The first study, from NIAID, published in 1 August issue of Journal of Infectious Diseases, looked at the effect of long-cycle structured intermittent therapy (SIT). Treatment interrupted for four weeks followed by eight weeks with HAART was compared to continuous HAART. The study was prematurely terminated to new enrolment because of the emergence of genetic mutations associated with resistance to antiretroviral drugs in five patients. After 48 weeks, there was no significant difference between groups in reduced toxicity. There was also no clear autoimmunisation effect by immunologic or virologic parameters.

Results from the Staccato Study, published as a fast track article in the 17 October issue of AIDS, led to the early termination of one arm of this large international study in which 600 patients (from Thailand, Switzerland, Australia, Argentina and Australia) who were on stable HAART (viral load <50 copies/mL, CD4 >350 cells/mm3) were randomised 1:1:1 to either alternating one week on treatment with one week off, interrupting treatment and restarting by CD4 count or remaining on continuous treatment.

An interim analysis was performed after 150 patients had enroled which included 36 patients in the week-on week-off arm with 8-week data. Overall, 19/36 (53%) patients failed using this regimen. Early failures (within 12 weeks) included three out of four patients on triple nucleotides in Switzerland, and in 11 out of 17 patients on ddI/d4T/saquinavir/ritonavir in Thailand. ‘Late’ failures (after 12 weeks) included two patients on nelfinavir/3TC/AZT, one on saquinavir/ritonavir/d4T and one on nevirapine/3TC/AZT. Of eight patients on efavirenz/3TC/AZT, one has failed.
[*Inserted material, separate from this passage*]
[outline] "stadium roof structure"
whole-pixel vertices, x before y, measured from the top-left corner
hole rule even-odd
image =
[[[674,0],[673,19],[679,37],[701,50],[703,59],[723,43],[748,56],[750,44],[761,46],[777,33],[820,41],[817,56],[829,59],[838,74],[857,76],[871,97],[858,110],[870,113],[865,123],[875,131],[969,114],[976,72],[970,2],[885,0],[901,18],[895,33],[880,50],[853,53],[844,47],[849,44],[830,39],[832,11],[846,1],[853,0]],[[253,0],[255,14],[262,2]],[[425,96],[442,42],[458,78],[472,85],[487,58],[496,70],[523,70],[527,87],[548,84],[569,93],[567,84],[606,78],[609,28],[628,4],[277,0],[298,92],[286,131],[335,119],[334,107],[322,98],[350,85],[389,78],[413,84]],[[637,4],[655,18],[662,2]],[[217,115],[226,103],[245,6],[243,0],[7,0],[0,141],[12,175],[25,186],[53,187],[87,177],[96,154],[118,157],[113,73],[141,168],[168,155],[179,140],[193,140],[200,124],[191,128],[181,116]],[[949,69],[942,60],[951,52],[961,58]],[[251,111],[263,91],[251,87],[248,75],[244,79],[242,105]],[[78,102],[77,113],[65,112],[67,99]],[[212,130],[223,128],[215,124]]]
In the continuous treatment arm of the study, only two failures have occurred so far in 37 patients (P < 0.001, compared to the one-week-one-1-week-off). In the CD4-guided arm, no failures occurred in 39 patients. The week-on week-off arm of this study has now been terminated.

Comment

On these results, short course interruptions – guided more by cost than benefit regarding toxicity – are clearly ineffective, even allowing for some differences seen between regimens. Long-term interruptions, guided by CD4 count offer a longer benefit from toxicity, but it is unclear whether the cumulative risk from each interruption will prove similar to the week-on week-off arm but extended over many years. Will 50% of people fail after six interruptions irrespective of the time off therapy in between?

Additionally, there may still be utility in alternating, or cycling, regimens without interruption. The SMART study (Ann Intern Med 2003; 139:81-89) showed lower rates of viral load failure in the alternating arm compared to the continuous arms (NNRTI based and PI based). This strategy deserves to be investigated further using more contemporary regimens than those in the original study to see if the advantage of alternating holds in a more modern treatment context.

With UK guidelines suggesting that people who started treatment early by 2003, who have benefited from good CD4 recovery but are also experiencing side effects, may safely discontinue treatment and monitor, then the advice in the guidelines to switch to a combination that includes three drugs with similar half lives for the last two weeks of treatment, should also be noted.